Queensland Heritage Register
- Official name: Babinda Hotel
- Type: state heritage (built)
- Designated: 22 February 2002
- Reference no.: 602189
- Significant period: 1910s (fabric) 1910s–1930s (historical)
- Significant components: cellar
- Builders: Day labour

= Babinda State Hotel =

Babinda State Hotel is a heritage-listed hotel at 65–85 Munro Street, Babinda, Cairns Region, Queensland, Australia. It was designed by the Department of Public Works and built from 1916 to 1917 by day labour. It is also known as Babinda Hotel. It was added to the Queensland Heritage Register on 22 February 2002.

== History ==
The Queensland Government constructed the Babinda State Hotel in the town of Babinda between 1916 and 1917. It was the only hotel at the time constructed and operated by the Queensland Government under the Labor government's State Enterprises scheme.

The town of Babinda was first established in c. 1912. The township's first entry in Pugh's Almanac describes Babinda as a small township of 100 people on Mulgrave Railway, in a district mainly devoted to sugar-growing, distant 30 mi from Cairns.
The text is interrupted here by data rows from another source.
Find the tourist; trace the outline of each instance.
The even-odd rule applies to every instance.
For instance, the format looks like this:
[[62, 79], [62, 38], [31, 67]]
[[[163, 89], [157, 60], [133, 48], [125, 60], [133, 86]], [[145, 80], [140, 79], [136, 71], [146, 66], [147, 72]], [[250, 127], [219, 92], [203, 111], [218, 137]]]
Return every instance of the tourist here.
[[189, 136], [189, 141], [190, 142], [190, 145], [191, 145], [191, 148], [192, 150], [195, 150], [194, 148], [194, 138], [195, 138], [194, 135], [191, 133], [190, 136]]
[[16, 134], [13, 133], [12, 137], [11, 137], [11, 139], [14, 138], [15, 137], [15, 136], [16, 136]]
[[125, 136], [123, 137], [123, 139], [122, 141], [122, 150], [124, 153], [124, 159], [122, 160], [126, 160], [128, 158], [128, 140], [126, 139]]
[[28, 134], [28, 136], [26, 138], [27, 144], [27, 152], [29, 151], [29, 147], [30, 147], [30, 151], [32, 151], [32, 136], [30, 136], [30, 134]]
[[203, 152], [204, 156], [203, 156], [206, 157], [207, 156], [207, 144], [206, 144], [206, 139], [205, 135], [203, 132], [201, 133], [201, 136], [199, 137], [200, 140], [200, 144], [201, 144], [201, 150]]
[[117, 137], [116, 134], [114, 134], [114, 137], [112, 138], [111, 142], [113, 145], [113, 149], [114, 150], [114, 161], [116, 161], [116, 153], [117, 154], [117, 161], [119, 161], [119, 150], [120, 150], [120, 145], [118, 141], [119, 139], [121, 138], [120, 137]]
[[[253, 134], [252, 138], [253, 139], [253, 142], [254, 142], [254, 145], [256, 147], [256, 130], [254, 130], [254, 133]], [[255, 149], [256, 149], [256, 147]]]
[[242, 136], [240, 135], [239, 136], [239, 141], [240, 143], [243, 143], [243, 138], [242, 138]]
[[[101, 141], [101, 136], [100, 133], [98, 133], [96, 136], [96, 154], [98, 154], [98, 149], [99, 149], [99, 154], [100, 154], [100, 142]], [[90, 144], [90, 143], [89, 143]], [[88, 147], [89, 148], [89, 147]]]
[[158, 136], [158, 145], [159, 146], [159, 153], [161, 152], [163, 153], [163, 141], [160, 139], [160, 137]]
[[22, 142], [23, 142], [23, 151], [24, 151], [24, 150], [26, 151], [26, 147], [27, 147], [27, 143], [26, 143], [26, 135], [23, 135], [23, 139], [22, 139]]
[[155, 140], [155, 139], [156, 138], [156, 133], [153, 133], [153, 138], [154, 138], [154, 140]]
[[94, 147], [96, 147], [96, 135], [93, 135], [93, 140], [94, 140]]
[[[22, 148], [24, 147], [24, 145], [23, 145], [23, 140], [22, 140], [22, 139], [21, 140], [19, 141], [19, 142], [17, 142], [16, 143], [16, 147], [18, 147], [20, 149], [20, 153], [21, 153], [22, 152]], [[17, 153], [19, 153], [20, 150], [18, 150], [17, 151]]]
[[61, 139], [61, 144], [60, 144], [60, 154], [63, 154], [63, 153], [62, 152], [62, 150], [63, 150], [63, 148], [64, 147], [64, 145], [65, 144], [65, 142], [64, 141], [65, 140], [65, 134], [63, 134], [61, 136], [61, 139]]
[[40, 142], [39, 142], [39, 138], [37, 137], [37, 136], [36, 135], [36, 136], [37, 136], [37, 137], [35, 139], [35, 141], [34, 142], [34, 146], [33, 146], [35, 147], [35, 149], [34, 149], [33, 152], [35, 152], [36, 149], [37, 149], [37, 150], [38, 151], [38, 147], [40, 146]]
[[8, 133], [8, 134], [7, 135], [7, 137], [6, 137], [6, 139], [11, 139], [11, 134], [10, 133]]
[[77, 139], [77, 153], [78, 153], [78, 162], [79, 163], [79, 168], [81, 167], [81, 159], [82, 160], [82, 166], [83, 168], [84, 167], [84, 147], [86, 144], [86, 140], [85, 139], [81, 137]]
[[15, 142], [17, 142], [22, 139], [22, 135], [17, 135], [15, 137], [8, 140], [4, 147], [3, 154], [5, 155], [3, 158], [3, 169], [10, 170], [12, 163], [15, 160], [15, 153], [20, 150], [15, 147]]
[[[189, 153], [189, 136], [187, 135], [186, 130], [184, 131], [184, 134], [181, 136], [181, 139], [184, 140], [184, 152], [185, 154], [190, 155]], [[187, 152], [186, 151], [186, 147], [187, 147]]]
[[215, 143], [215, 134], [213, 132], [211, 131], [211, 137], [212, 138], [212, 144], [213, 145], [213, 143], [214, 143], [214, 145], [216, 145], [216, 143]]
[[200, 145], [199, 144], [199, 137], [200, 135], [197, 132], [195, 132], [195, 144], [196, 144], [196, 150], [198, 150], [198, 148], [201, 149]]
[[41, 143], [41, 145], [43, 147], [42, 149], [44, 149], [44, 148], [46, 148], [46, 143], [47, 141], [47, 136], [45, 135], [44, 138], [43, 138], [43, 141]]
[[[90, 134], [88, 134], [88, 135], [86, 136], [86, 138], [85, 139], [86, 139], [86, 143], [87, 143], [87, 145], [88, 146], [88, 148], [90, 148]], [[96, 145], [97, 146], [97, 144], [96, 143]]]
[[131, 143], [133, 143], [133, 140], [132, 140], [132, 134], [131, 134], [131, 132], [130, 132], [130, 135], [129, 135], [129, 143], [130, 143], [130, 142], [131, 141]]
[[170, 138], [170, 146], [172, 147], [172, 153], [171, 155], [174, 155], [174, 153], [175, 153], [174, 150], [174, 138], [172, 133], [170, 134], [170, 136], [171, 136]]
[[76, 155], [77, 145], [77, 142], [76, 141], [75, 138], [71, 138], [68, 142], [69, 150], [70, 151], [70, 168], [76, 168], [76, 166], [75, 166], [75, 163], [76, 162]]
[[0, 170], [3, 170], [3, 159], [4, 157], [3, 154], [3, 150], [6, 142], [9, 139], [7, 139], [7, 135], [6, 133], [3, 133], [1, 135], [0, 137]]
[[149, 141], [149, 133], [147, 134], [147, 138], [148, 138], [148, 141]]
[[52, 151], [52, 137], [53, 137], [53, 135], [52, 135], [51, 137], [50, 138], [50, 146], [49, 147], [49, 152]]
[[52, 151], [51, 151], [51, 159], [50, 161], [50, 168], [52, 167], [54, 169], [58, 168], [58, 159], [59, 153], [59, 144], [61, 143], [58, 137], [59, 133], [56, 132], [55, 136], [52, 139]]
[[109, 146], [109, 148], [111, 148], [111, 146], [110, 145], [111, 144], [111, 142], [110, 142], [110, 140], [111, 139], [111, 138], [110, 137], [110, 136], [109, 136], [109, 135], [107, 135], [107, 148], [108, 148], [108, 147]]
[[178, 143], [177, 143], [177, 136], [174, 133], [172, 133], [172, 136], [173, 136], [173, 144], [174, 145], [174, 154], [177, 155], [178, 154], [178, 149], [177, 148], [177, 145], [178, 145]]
Between 1914 and 1915 the population of Babinda rose rapidly due to the construction of the Babinda Central Sugar Mill. The town was surveyed for future development in 1915, and private owners bought allotments and began to build homes and businesses. Gradually government facilities were established to serve the local community including a post office, courthouse, police station and state school.

From 1915 the Labor Government, led by T. J. Ryan and encouraged by wartime restrictions, food shortages and the consequent high prices, established a series of state-run businesses to compete with private sector business. The idea of state enterprises was not new. During the 19th century governments had operated railways and post offices as monopolies, but the general public accepted these as legitimate areas of government. The new state enterprises were distinctly different and designed to directly compete with private enterprise in order to provide the basic necessities at reasonable prices. The first foray into state enterprises was the establishment of the state butchers shops in 1915. This was followed by the establishment of state pastoral stations, fish supply shops, saw mills, produce agencies, cold stores and mines. Despite the good intentions of the government, the state enterprises lost money except for their one success story, the State Hotel at Babinda.

The construction of a State Hotel at Babinda was linked to the repercussions of the Sugar Works Act 1911. Under this act the sale of intoxicating liquor was prohibited in sugar growing areas and the two existing hotel licences in the town were revoked and the owners compensated. This left the town with a definite lack of accommodation in the area and it was suggested that the lack of quality accommodation in the town would discourage "the better class of labour" from seeking employment at the sugar refinery. To address this problem the Queensland Government built the first and only state owned and run hotel in Queensland. As it was run by the government, the hotel was also permitted to sell alcohol.

Designed by architects in the Department of Public Works and built by day labour, the hotel opened its doors to guests in May 1917. The hotel was a two storied modern structure of concrete and wood with a corrugated iron roof. It had 58 bedrooms, 24 in the First Class Section and 34 in the Second Class Section, and was "splendidly furnished throughout", with reputedly one of the largest bars of any hotel in Queensland. The new State Hotel was designed as a showpiece, and was to be the social centre of Babinda, as well as a major physical landmark in the town. It was the entertainment venue for important visitors and Prime Ministers Billy Hughes and Stanley Bruce were both greeted at civic receptions in the hotel.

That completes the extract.